No me lo podía creer. Javier le hablaba al cuadro de su antepasado, que colgaba de la pared. Por lo que pude leer, estábamos en el Museo del Carlismo, un lugar para conocer el movimiento ultraconservador que surgió a raíz del fallecimiento del rey Fernando VII, y de la lucha por su corona entre los partidarios de su hija, Isabel (quién finalmente reinó), frente a los que se posicionaron en favor de su hermano Carlos María Isidro. Era un movimiento que ansiaba la defensa de las tradiciones y la patria, la ley vieja representada en los fueros, el manto protector del rey y la fe en el dios católico. Aquellos eran sus ideales y, con ellos por bandera, combatieron durante años en varias guerras civiles, que luego llamaron Carlistas, contra los defensores de un cierto aperturismo encarnado por la reina Isabel.

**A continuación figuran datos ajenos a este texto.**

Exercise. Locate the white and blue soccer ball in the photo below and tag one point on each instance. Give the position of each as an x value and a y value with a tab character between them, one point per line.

-¡Un nuevo Borbón ilegítimo ocupa el trono de nuestra Nación! Reina bajo el nombre de Felipe VI tras la abdicación de su padre, Juan Carlos I ¿Se lo puede creer, alteza? ¿Dónde se ha visto que un Rey abdique? ¡Los reyes deben cargar con el peso que el destino ha querido depositar sobre sus hombros con fortaleza, virilidad y tesón… y hasta las últimas consecuencias! Así ha sido siempre y así debe ser.

Mientras él seguía conversando, yo continué visitando el museo. Había grandes óleos en los que se representaban diferentes escenas de batalla, armas rescatadas de la época, así como útiles del frente, casacas, boinas rojas, banderas, amuletos…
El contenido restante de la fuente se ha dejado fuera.